Seorang pedagang kelontong, misalnya, ketika ia berdagang tentunya ia
mengharapkan untung. Bila ia bermodalkan Rp10 juta untuk semua
usahanya, kemungkinan ia akan mengharapkan untungnya berkisar antara Rp1
juta s.d. Rp5 juta. Apabila uang yang kembali hanya Rp10 juta, berarti
hanya kembali modal saja. Tidak ada untungnya. Apakah akan memuaskan
pedagang tadi? Andaikata Anda berada di posisi pedagang, kemungkinan
Anda merugi. Tidak ada untung yang dicapai, bahkan yang ada hanya
‘capek’.
Analogi di atas akan Saya pakai dalam praktek shalat. Dalam beribadah
kita sering mengharap pahala. Itu pasti. Menjalankan perintah Allah,
itu sebuah kewajiban, dan berbuah pahala besar. Hanya pertanyaannya,
apakah cukup hanya dengan menjalankan kewajiban semata? Bahkan tidak
sedikit di antara umat Islam yang mendirikan shalat hanya sekedar
menggugurkan kewajiban? Inilah yang akan menjadi poin penting pembahasan
tulisan ini.
Shalat Fardlu seperti Shubuh, Zhuhur, ‘Ashar, Magrib, dan ‘Isya; itu
merupakan kewajiban. Dijalankan, ya memang wajib. Ditinggalkan, ya akan
berdosa. Intinya, bila dalam urusan bisnis, shalat fardlu merupakan
modal. Jadi, jika kita hanya mendirikan shalat fardlu semata, kita hanya
memperoleh pahala ‘modal’. Kenapa disebut modal, karena kita hanya
memperoleh pahala dari ibadah yang memang wajib. Ingat dengan urusan
bisnis, kapital (SDA, finansial, SDM) itu penting. Tanpa kapital, sebuah
usaha bisnis kemungkinan tidak akan berjalan. Bila dalam usaha bisnis
hanya kembali modal saja, berarti tidak ada untungnya.

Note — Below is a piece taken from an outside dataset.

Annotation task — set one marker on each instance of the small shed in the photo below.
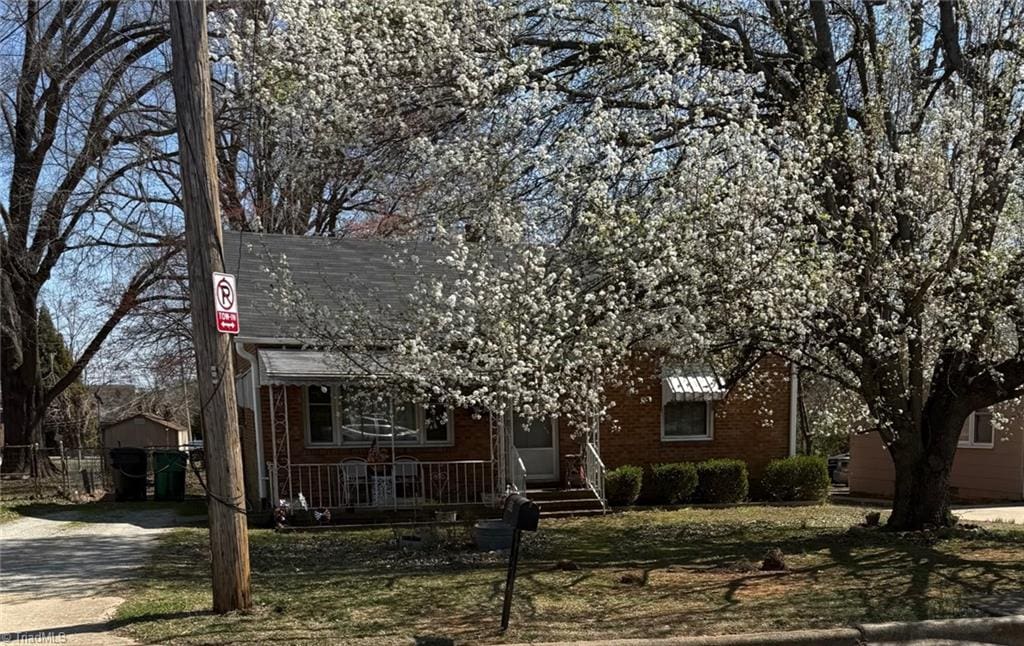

“Lantas, apa di mana untungnya?”, Anda pasti bertanya demikian.
Shalat sunnat adalah untungnya. “Lha, kok bisa? Wajib kan lebih penting.
Sunnah kan hanya anjuran!” salah seorang di antara Anda mungkin ada
yang berkilah demikian.
Shalat wajib memang lebih utama, tapi itu memang kewajiban. Mau tidak
mau, ya harus dijalankan. Tidak boleh ditinggalkan. Namun, di saat
mendirikan ibadah wajib, Rasulullah Saw pun menganjurkan kita mengikuti
sunnahnya. Dan, sunnah itulah merupakan keuntungan atau nilai plus-nya.
Ibarat Anda berbisnis, Anda pun tidak hanya mendapatkan ‘balik modal’
dari ibadah wajib, tapi Anda akan mendapatkan untung, atau istilah
lainnya ialah nilai ‘plus’.
Tulisan ini memang tidak terlalu sarat dengan referensi jelas, namun
Saya berusaha merasionalisasikan perilaku shalat, agar setiap kita
merasa termotivasi dengan apa yang kita lakukan. Saya melihat sebagian
di antara kita masih ada yang ‘mendirikan’ shalat sekedar
‘melaksanakan’. Ingat, ‘melaksanakan’ dan ‘mendirikan’ itu berbeda.
Dalam Alquran, perintah shalat menggunakan kata ‘iqamah’ yang berarti
mendirikan, sedangkan perintah zakat Menggunakan kata ‘ataa-atuu-utia”
yang berarti menunaikan. Kenapa harus ada mendirikan dan menunaikan?
Nanti Saja kita bahas di forums selanjutnya.
Kembali ke poin tulisan ini. Mengakhiri tulisan ini, shalat memang
ritual spiritual belaka yang ditujukan kepada Allah Ta’ala. Tulisan ini
pada dasarnya ditujukan bagi masyarakat perkotaan yang haus dan skeptis
terhadap perilaku ritual, namun tidak menutup kemungkinan bila tulisan
ini bisa diterima halayak lainnya. Maka dari itu, Saya ingin memberikan
motivasi dan kesadaran betapa pentingnya ibadah sunnah, tanpa
mengenyampingkan ibadah wajib. Dengan menjalankan ibadah sunnah,
tentunya kita tidak akan menapikan ibadahn wajib. Ibadah wajib dan
sunnah ini tidak sebatas dalam shalat, namun bagi lingkup ibadah-ibadah
lainnya.
Semoga Allah Ta’ala memberikan hidayah dan ‘inayah-Nya kepada kita untuk senantiasa menegakkan wajib dan menghidupkan sunnah. Mohon maaf bila ada yang tidak sepakat dengan tulisan ini.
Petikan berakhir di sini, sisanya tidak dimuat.